Quando se fala em dependência química – e, em especial, do alcoolismo –, muitos mitos são espalhados. São ideias distorcidas, daquelas que pioram o que já é ruim.
Um desses mitos é o de que seria preciso falar sobre alcoolismo aos adolescentes – e me lembro de uma recente campanha publicitária da Diageo (a maior fabricante de destilados do planeta, dona da vodka Smirnoff e o do uísque Johnny Walker), cujo título era “Meu filho fez 18 anos, e agora?”.
Resolver tocar nesse tema junto ao um adolescente é atitude tardia e obsoleta.
Se considerarmos apenas os jovens que frequentam uma universidade (ou seja, pessoas que, na grande maioria, não pertencem às camadas mais carentes da população brasileira), o início da vida alcoólica, em média, se dá aos 12 anos de idade(1). Repito: em média.
Para saber disso, nem seria necessário consultar pesquisas acadêmicas. Quem lida com o tema na prática sabe bem dessa realidade.
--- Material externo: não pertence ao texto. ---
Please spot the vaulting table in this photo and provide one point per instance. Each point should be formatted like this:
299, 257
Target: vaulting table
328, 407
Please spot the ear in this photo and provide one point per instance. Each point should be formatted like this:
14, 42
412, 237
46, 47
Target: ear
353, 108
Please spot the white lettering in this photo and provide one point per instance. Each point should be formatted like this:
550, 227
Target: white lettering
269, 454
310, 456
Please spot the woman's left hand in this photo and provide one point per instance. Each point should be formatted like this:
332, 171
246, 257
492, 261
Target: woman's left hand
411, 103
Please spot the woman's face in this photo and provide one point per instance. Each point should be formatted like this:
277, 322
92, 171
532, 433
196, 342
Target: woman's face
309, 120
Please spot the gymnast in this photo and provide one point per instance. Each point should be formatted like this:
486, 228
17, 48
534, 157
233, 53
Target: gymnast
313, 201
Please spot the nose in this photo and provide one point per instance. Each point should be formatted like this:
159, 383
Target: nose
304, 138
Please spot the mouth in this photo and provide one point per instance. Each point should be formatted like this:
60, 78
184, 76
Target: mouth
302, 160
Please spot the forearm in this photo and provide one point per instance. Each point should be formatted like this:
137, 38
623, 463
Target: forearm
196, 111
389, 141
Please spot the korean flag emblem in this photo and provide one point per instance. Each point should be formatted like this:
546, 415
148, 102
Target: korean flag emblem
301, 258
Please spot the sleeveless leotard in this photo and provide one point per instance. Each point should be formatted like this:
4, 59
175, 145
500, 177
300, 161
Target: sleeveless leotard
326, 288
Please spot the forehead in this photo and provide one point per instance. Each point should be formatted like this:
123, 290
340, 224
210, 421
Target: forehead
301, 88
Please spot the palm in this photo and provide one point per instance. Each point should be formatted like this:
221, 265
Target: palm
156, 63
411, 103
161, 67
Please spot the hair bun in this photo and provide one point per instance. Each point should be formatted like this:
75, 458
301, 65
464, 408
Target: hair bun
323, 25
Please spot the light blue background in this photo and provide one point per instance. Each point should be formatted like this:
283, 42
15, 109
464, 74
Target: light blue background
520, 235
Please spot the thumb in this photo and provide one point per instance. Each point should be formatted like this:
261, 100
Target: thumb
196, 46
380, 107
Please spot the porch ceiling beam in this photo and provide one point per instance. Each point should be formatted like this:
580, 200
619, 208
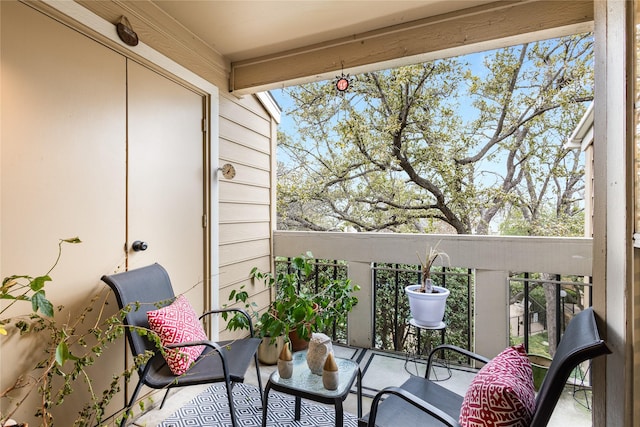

Lembro-me, por exemplo, de um encontro de que participei na companhia do querido amigo Miguel Tortorelli, junto a uma escola de classe média da cidade de São Paulo, em que conversamos com mais de uma centena de crianças entre 10 e 14 anos de idade. Quando perguntamos quem ali, de um modo ou de outro, já havia entrado em contato com o álcool, foi fácil constatar que mais de 80% levantou a mão. E mais: escolhi, aleatoriamente, 5 delas e todas, sem exceção, disseram o início se deu no âmbito da própria família.
Podem se preparar: as campanhas publicitárias que fazem a conexão direta entre álcool e felicidade jovial virão com tudo. A AB Imbev, versão global da nossa campeã nacional Ambev, esgotou o modelo de fazer lucro na base da aquisição de concorrentes e rigoroso cortes de gastos. Agora, será necessário melhorar o balanço na coluna das receitas e a ordem do dia será “convencer as pessoas a beber mais” (2).
Observar que mais de 10% dos que entrarem em contato com o álcool desenvolverão a doença do alcoolismo, falar sobre os comportamentos de risco associados ao consumo do álcool ou informar que, iniciada a jornada alcóolica, a próxima via a seguir é o contato com outras drogas (lembremos do invencível mar de lama do crack, que destrói a tudo e a todos), gostemos ou não, é assunto a ser abordado junto a crianças – não apenas a adolescentes.
Esse é um conceito, no entanto, que a sociedade, como um todo, ainda precisará comprar – e supor algo diferente é outro mito que só irá atrapalhar.
Fontes:
- “I Levantamento Nacional sobre o Uso de Álcool, Tabaco e Outras Drogas entre Universitários das 27 Capitais Brasileiras” – CIEE – Centro de Integração Empresa-Escola e Secretaria Nacional de Política sobre Drogas, 2.010.
- Valor Econômico, 29.01.19, “Sem um grande negócio, AbInbev se desvaloriza”
Por Paulo Leme Filho, Voluntário do AE, Grupo Cristo Rei.